Delicate Fabric // by Iris Craver

I’ve used safety pins to hold together bra straps and the hem on a skirt.
There were big safety pins colored pink and blue for cloth diapers
and I bit my lip trying hard not to poke my dear baby’s tender skin.
I’ve used safety pins to hold together coats when I’d lost a button
and pinned red valentines on my mother’s blouse cause she was old and I loved her so big.
Now I’m wearing safety pins on my sweaters and my purse as a way to let people know that I am safe.
I will not poke their tender skin no matter what color and it does matter.
I wear a safety pin cause I’m feeling sort of like I’ve lost more than a button.
I’m wearing a safety pin as a way to try to hold the delicate fabric of our community together.

Reflective Essay by Iris Craver

I wrote this piece shortly after the first travel ban issued by the Republican Administration in 2017. Some people started wearing safety pins as a way to let others know there was someone near who would stand by them if things turned ugly (which they have!).
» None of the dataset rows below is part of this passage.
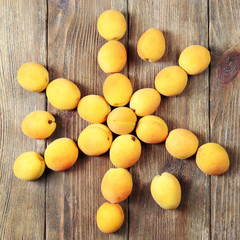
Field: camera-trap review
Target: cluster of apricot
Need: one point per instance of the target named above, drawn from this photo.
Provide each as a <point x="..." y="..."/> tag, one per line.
<point x="97" y="138"/>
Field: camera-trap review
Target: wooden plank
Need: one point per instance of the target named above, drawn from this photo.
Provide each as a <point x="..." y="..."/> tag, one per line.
<point x="23" y="39"/>
<point x="74" y="196"/>
<point x="183" y="23"/>
<point x="225" y="114"/>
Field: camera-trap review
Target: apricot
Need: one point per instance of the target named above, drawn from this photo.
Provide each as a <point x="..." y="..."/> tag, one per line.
<point x="61" y="154"/>
<point x="111" y="25"/>
<point x="38" y="125"/>
<point x="181" y="143"/>
<point x="33" y="77"/>
<point x="95" y="139"/>
<point x="125" y="151"/>
<point x="194" y="59"/>
<point x="122" y="120"/>
<point x="94" y="109"/>
<point x="110" y="217"/>
<point x="145" y="101"/>
<point x="117" y="90"/>
<point x="29" y="166"/>
<point x="151" y="45"/>
<point x="112" y="57"/>
<point x="171" y="81"/>
<point x="212" y="159"/>
<point x="63" y="94"/>
<point x="166" y="191"/>
<point x="151" y="129"/>
<point x="116" y="185"/>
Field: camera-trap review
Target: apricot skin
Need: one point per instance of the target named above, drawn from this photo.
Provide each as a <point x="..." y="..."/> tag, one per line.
<point x="110" y="217"/>
<point x="38" y="125"/>
<point x="61" y="154"/>
<point x="94" y="109"/>
<point x="33" y="77"/>
<point x="29" y="166"/>
<point x="181" y="143"/>
<point x="116" y="185"/>
<point x="95" y="139"/>
<point x="151" y="45"/>
<point x="212" y="159"/>
<point x="166" y="191"/>
<point x="152" y="129"/>
<point x="117" y="89"/>
<point x="112" y="57"/>
<point x="171" y="81"/>
<point x="145" y="101"/>
<point x="125" y="151"/>
<point x="111" y="25"/>
<point x="122" y="120"/>
<point x="63" y="94"/>
<point x="194" y="59"/>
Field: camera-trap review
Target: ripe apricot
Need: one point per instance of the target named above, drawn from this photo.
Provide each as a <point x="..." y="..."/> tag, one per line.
<point x="95" y="139"/>
<point x="117" y="89"/>
<point x="29" y="166"/>
<point x="151" y="45"/>
<point x="110" y="217"/>
<point x="116" y="185"/>
<point x="145" y="101"/>
<point x="125" y="151"/>
<point x="94" y="109"/>
<point x="151" y="129"/>
<point x="194" y="59"/>
<point x="166" y="191"/>
<point x="171" y="81"/>
<point x="181" y="143"/>
<point x="38" y="125"/>
<point x="122" y="120"/>
<point x="61" y="154"/>
<point x="111" y="25"/>
<point x="33" y="77"/>
<point x="212" y="159"/>
<point x="63" y="94"/>
<point x="112" y="57"/>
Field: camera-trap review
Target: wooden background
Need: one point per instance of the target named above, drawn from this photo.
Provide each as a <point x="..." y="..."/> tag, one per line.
<point x="62" y="35"/>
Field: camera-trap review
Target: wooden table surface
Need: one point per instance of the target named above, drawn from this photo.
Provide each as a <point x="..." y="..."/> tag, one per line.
<point x="62" y="35"/>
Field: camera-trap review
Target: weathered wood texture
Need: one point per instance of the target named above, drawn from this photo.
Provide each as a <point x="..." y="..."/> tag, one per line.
<point x="225" y="115"/>
<point x="22" y="39"/>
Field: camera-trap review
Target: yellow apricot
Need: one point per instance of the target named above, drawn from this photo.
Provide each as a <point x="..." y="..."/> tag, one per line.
<point x="112" y="57"/>
<point x="181" y="143"/>
<point x="125" y="151"/>
<point x="151" y="45"/>
<point x="166" y="191"/>
<point x="33" y="77"/>
<point x="38" y="125"/>
<point x="29" y="166"/>
<point x="122" y="120"/>
<point x="95" y="139"/>
<point x="111" y="25"/>
<point x="117" y="89"/>
<point x="171" y="81"/>
<point x="61" y="154"/>
<point x="116" y="185"/>
<point x="151" y="129"/>
<point x="212" y="159"/>
<point x="194" y="59"/>
<point x="145" y="101"/>
<point x="63" y="94"/>
<point x="110" y="217"/>
<point x="94" y="109"/>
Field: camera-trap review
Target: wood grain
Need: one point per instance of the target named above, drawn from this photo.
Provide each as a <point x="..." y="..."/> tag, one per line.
<point x="183" y="23"/>
<point x="22" y="39"/>
<point x="225" y="115"/>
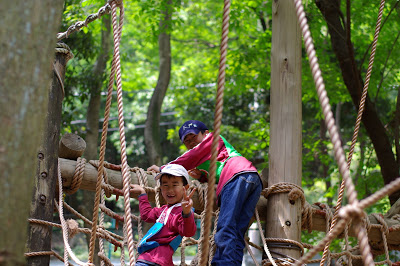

I know that the pins have been criticized, but still, to me, they were a symbol of what I want for my community.

Last year, some friends of mine were inspired by my poem and created beautiful safety pin jewelry which they sold at the women’s march and used the money to support a community agency. A local potter made a bowl with my poem written around the edge and the inside. It has been on display at a local art gallery. So, this little piece has touched a few lives and this gives me some comfort.


Iris Craver lives in North Lawrence, Kansas, just off the banks of the Kaw River. She enjoys leading creative writing groups in the community and is thankful for her day job as a college professor at Washburn University in Topeka. Iris is a nationally certified poetry therapist and completed her training with Kay Adams through the Therapeutic Writing Institute in Denver, Colorado. She recently published a book titled “Write to the Source ~ A Journaling Guide for Recovery”. Iris also is a gardener, herbalist, grandmother, traveler, and friend.